If the big AI labs are right, we will get to a point soon where LLM's can create human-level or better work on most white collar tasks. Separately, the robotics space is heating up, with all parts of the humanoid robot stack getting fleshed out. Let's assume these bets work out.
Will AI augment or automate us? I posit that the pivotal characteristic is if it matters *who* presents the work product. If the identical work, presented by two different people, results in a different result, then AI must augment the human, not automate. In other words, the only durable and valuable human work is subjective in nature.
where are we now
Let's first briefly market map, then think about some ideas for differentiation.
It's very much consensus at this point that lots of lower class work will be automated. Marketplace apps have already created the notion that every provider is commoditized and taken over the customer relationship. Think TaskRabbit, Doordash for restaurants, Uber for cabs, Waymo for Uber, so on. I wrote more about this 5 years ago and think that the piece held up very well.
But what about white collar work?
The same heuristic applies: does it matter who presents the output?
Clay is a good example of the dichotomy here. They offer a product that aggregates data vendors and uses LLM's to synthesize a cold outreach sales email, or basically what an entry-level sales development representative (SDR) does. This process augments a more senior account executive (AE), who hits send on the outreach, and it automates the more junior SDR work. The AE’s appearance, network, and delivery matters a lot to the actual sale, but the SDR’s sourcing and data research is internal and commoditized. It feels pretty bad to have an AI do the actual sales pitch.

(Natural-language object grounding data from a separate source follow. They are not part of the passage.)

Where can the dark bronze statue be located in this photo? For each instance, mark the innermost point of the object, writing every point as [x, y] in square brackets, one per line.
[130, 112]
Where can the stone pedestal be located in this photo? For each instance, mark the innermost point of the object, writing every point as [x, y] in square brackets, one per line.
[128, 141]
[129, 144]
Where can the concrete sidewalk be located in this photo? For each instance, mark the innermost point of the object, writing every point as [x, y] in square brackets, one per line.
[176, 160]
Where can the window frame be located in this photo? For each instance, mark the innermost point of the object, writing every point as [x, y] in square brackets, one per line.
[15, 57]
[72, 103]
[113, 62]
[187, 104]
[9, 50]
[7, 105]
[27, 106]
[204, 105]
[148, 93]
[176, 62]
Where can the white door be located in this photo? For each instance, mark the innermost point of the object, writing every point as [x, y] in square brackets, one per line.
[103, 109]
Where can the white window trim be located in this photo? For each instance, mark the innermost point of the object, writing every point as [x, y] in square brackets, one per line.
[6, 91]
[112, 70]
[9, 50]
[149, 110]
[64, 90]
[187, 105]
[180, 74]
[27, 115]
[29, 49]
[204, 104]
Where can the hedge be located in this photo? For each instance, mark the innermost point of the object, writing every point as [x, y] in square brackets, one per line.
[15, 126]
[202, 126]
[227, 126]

Some professions, for example paralegals, are prohibited from presenting work to clients. They do all the research and drafting but all of their work product must be presented internally and only a licensed attorney can present it to a client. This kind of work seems to be in a very tough spot: surely there are good and bad paralegals, but good luck making that distinction.
Most junior software engineering tasks are also quite simple with little room for judgement - bugfixes, patches, small features, so on. The skill is explaining exactly what the business requirement for a task is, what a PM or tech lead might do.

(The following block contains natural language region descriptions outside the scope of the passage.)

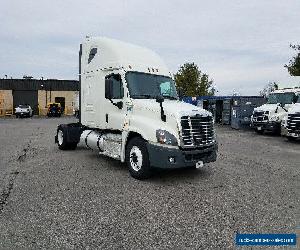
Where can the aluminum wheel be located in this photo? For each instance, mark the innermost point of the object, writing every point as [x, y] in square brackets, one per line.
[136, 158]
[60, 137]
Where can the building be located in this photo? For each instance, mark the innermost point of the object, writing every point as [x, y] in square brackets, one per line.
[37, 93]
[228, 110]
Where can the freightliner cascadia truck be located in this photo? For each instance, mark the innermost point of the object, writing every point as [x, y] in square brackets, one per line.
[291, 122]
[269, 116]
[129, 110]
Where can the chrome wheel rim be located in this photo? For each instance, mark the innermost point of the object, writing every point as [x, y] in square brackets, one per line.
[136, 158]
[60, 137]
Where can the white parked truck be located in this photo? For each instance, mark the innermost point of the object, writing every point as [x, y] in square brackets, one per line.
[269, 116]
[129, 110]
[291, 122]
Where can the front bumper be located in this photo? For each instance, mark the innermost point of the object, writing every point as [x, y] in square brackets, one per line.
[159, 156]
[293, 134]
[269, 126]
[22, 113]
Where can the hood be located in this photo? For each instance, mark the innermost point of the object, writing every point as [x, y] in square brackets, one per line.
[266, 107]
[173, 108]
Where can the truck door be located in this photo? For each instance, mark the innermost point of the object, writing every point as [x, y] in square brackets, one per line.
[114, 116]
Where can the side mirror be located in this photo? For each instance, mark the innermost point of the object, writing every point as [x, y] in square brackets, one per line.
[119, 105]
[180, 93]
[160, 99]
[108, 89]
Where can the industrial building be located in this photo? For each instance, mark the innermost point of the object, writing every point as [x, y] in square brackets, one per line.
[229, 110]
[37, 93]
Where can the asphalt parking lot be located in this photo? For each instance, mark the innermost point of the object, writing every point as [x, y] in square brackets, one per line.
[78, 199]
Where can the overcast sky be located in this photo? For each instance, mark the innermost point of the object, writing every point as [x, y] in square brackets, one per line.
[241, 44]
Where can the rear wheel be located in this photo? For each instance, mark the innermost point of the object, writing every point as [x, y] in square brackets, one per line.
[62, 142]
[137, 158]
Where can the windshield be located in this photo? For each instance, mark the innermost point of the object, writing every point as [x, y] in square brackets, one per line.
[22, 106]
[148, 86]
[283, 98]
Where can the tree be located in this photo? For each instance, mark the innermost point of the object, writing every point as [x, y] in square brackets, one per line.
[294, 64]
[270, 87]
[190, 81]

Does it matter which person pitches a new product feature to leadership? I am biased, as a former data scientist and product manager, but I'd think so. A/B tests are totally gamable and very far from a science. I'll give one example: a major app you likely use redesigned their entire UX and saw very negative engagement results from a small experiment. The head of design's job depended on shipping the redesign, so they convinced their data scientists to manually exclude every user that churned; they argued that the big drops were because of bugs that would be fixed in the real launch. If you exclude everyone that stops using the app from your treatment, of course the results will look great! Might the job of setting up and running an experiment be automated? Yes. Will the job of using data to lie be automated? No.
what’s next
There's 3 main strategies I can think of for not being obsoleted by these trends:
Do less legible jobs. What does a VC or PM actually ... do? What differentiates a great salesperson from an average one? If you can't tell what they're supposed to do, or it changes all the time, that's harder to automate. Shape rotators cope and seethe.

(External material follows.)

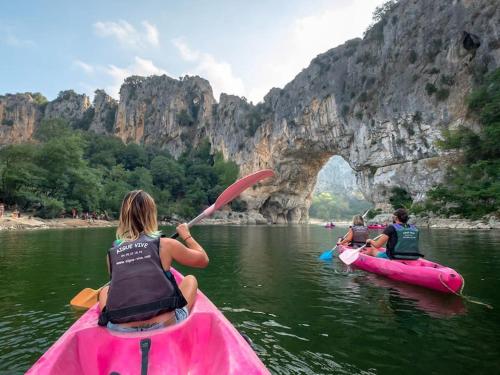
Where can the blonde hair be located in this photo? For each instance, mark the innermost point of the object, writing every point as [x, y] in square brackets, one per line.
[137, 216]
[358, 220]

Get better at storytelling. This could be working on presentation skills, or on a more base level, "looksmaxxing" - becoming more attractive to stand out.
Work in a regulated industry or for the government. The number one goal of government and politicians is to stay in power, and strong governments generally act very quickly to make sure citizens have jobs (unemployed people have more time to protest and riot). I expect the government to expand in size or tie "human-made" requirements to government contracts or state funding (fiscal federalism).
Aswath Damodaran (the valuation prof) came to similar conclusions recently: tasks with objective outcomes are easiest to automate and those with subjective outcomes are hardest, and that regulation is a source of protection.
There's a few historical examples I want to study. One is the history of retail and marketing - how do CPG companies differentiate themselves? Another is the Korean beauty industry - how do individuals in a low-growth economy stand out? Would love book recommendations!